Give us something that protects the rights of the store to not have you steal their product and we'll take a look at it.
No, I’m saying that they never have the authority to check my property, unless they have probable cause to believe I shoplifted something, and the receipt check does not count as probable cause.
I am starting to waver on my general agreement with that given all that has been posted here. Even if there is any implied consent or if the sale contract of adherence has such a clause indicating consent, it can be overridden by law and made unenforceable. For example, good luck to the ink jet manufacturer in my state who gives you a contract with your printer, or license with the software, that prohibits you from refilling or remanufacturing the toner cartridges. The law expressly renders such terms unenforceable as a matter of public policy. It’s probably the same in yours as I believe all states go off the Uniform Commercial Code. In any case it is unenforceable of a judge or jury decides it’s unconscionable.

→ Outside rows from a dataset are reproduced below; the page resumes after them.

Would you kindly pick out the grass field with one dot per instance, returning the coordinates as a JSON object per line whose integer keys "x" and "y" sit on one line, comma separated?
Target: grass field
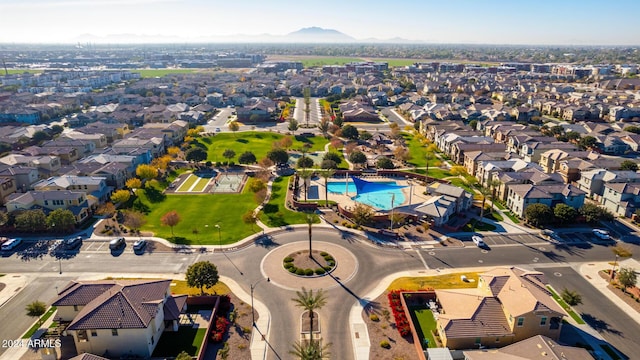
{"x": 185, "y": 339}
{"x": 146, "y": 73}
{"x": 447, "y": 281}
{"x": 275, "y": 213}
{"x": 186, "y": 185}
{"x": 260, "y": 143}
{"x": 425, "y": 322}
{"x": 195, "y": 212}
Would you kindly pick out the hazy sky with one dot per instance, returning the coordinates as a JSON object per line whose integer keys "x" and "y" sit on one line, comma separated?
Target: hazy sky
{"x": 579, "y": 22}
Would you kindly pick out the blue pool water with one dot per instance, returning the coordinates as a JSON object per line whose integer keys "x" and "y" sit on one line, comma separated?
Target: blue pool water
{"x": 380, "y": 200}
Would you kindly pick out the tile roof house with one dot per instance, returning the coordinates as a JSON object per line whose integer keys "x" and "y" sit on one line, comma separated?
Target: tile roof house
{"x": 509, "y": 305}
{"x": 537, "y": 347}
{"x": 119, "y": 317}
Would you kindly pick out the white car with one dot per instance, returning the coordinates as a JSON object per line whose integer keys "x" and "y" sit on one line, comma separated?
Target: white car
{"x": 602, "y": 234}
{"x": 477, "y": 240}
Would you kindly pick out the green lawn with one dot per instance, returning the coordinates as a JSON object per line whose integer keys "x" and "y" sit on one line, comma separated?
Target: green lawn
{"x": 479, "y": 226}
{"x": 146, "y": 73}
{"x": 425, "y": 323}
{"x": 260, "y": 143}
{"x": 37, "y": 325}
{"x": 274, "y": 213}
{"x": 196, "y": 211}
{"x": 185, "y": 339}
{"x": 565, "y": 306}
{"x": 186, "y": 185}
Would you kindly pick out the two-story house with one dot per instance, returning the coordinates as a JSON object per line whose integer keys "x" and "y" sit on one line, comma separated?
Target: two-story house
{"x": 509, "y": 305}
{"x": 119, "y": 317}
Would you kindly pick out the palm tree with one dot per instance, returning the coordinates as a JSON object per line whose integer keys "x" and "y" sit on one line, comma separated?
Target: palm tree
{"x": 311, "y": 219}
{"x": 493, "y": 185}
{"x": 326, "y": 174}
{"x": 310, "y": 302}
{"x": 311, "y": 351}
{"x": 304, "y": 175}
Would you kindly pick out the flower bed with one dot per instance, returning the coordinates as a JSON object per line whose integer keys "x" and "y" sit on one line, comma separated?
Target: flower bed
{"x": 395, "y": 302}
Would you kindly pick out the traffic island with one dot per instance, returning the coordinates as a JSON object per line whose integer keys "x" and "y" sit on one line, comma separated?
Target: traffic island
{"x": 299, "y": 263}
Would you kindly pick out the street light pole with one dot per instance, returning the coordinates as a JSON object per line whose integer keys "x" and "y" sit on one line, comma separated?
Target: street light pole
{"x": 219, "y": 236}
{"x": 253, "y": 314}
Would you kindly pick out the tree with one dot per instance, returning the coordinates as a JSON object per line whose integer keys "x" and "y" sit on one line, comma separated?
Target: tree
{"x": 249, "y": 218}
{"x": 309, "y": 301}
{"x": 4, "y": 218}
{"x": 170, "y": 219}
{"x": 305, "y": 175}
{"x": 362, "y": 214}
{"x": 357, "y": 157}
{"x": 593, "y": 213}
{"x": 247, "y": 157}
{"x": 571, "y": 297}
{"x": 202, "y": 274}
{"x": 196, "y": 154}
{"x": 293, "y": 125}
{"x": 350, "y": 132}
{"x": 587, "y": 142}
{"x": 629, "y": 165}
{"x": 184, "y": 356}
{"x": 384, "y": 163}
{"x": 133, "y": 183}
{"x": 234, "y": 126}
{"x": 61, "y": 220}
{"x": 538, "y": 214}
{"x": 564, "y": 213}
{"x": 278, "y": 156}
{"x": 305, "y": 162}
{"x": 36, "y": 309}
{"x": 310, "y": 351}
{"x": 627, "y": 278}
{"x": 229, "y": 154}
{"x": 146, "y": 172}
{"x": 120, "y": 196}
{"x": 326, "y": 174}
{"x": 31, "y": 221}
{"x": 134, "y": 220}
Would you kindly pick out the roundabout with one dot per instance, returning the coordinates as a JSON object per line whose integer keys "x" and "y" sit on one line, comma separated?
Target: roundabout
{"x": 345, "y": 268}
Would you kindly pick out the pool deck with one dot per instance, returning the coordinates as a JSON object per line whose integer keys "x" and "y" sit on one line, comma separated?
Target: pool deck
{"x": 413, "y": 193}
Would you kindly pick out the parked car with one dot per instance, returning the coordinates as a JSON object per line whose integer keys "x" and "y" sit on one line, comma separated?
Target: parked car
{"x": 73, "y": 242}
{"x": 139, "y": 245}
{"x": 477, "y": 240}
{"x": 117, "y": 243}
{"x": 602, "y": 234}
{"x": 11, "y": 244}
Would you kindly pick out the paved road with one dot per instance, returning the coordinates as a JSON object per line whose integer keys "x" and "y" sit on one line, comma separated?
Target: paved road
{"x": 613, "y": 324}
{"x": 244, "y": 266}
{"x": 14, "y": 319}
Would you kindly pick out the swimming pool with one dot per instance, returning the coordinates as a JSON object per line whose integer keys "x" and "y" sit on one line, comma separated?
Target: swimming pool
{"x": 380, "y": 200}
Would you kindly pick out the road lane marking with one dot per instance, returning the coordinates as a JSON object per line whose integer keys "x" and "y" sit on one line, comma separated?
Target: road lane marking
{"x": 422, "y": 259}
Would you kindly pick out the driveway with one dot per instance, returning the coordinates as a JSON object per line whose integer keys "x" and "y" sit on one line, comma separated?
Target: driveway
{"x": 615, "y": 326}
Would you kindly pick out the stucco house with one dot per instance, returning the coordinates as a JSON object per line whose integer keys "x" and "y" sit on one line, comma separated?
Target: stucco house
{"x": 509, "y": 305}
{"x": 118, "y": 318}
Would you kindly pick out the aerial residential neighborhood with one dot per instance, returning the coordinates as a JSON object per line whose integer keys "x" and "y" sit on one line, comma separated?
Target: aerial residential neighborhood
{"x": 317, "y": 195}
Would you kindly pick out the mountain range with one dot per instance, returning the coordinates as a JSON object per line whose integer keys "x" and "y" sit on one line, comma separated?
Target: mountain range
{"x": 305, "y": 35}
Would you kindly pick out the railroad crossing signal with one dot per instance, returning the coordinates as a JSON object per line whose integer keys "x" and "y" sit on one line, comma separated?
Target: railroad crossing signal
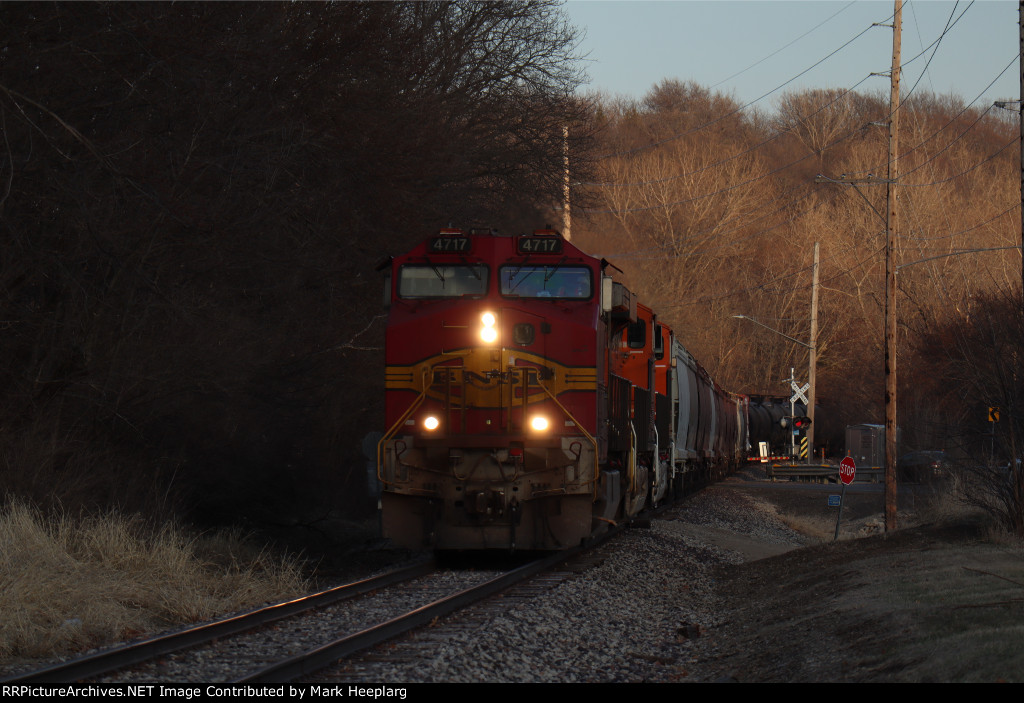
{"x": 798, "y": 392}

I don’t suggest trying that with the deputy if you’re stopped. You’ll probably be Tazered, or beaten senseless, or both.
” What is NOT within your rights is to search my belongings without my consent, and then detain me when I refuse to allow the search.”
So I guess you are in favor of making it easier for shop lifters to steal? Interesting. There are only two reasons I can think of that would lead you to this conclusion. I imagine you are aware of both of them so I won’t go into them.
If I’m walking along the sidewalk, and the deputy does that for failure to produce a photo ID, I’ll also get a nice fat check from the city for my trouble.
Are you saying they have no right to have that policy or to enforce it? Are you saying that a business or private citizen is held to the same standard as governmental agents when protecting their property rights?
I will guess that you don't own a retail business.
No, I’m in favor of keeping my rights. It’s not my fault the store can’t come up with a better security policy to control shoplifting, is it?
# 1800 - OHIO: SHOPLIFTING LAWS
Summary Of Detention Provisions
Who is covered? A merchant, a merchant’s employee or his agent, or a police officer.
What can the merchant, his employee, or agent do? Detain a person within or without a mercantile establishment for the purpose of recovering the article he believes has been taken or in order to cause the arrest of such person.
What are the ground rules for such detention? The law provides that such detention can be made, but:
1. There must be “probable cause” for believing that items offered for sale have been unlawfully taken.
2. Such detention must be “without search.”
3. Such detention must be without using “undue restraint.”
4. Detention must be in a “reasonable manner” to cause an arrest or to recover items unlawfully taken.
5. Detention must be for a “reasonable length of time.”
Being a jerk is not a crime....you should know that, right?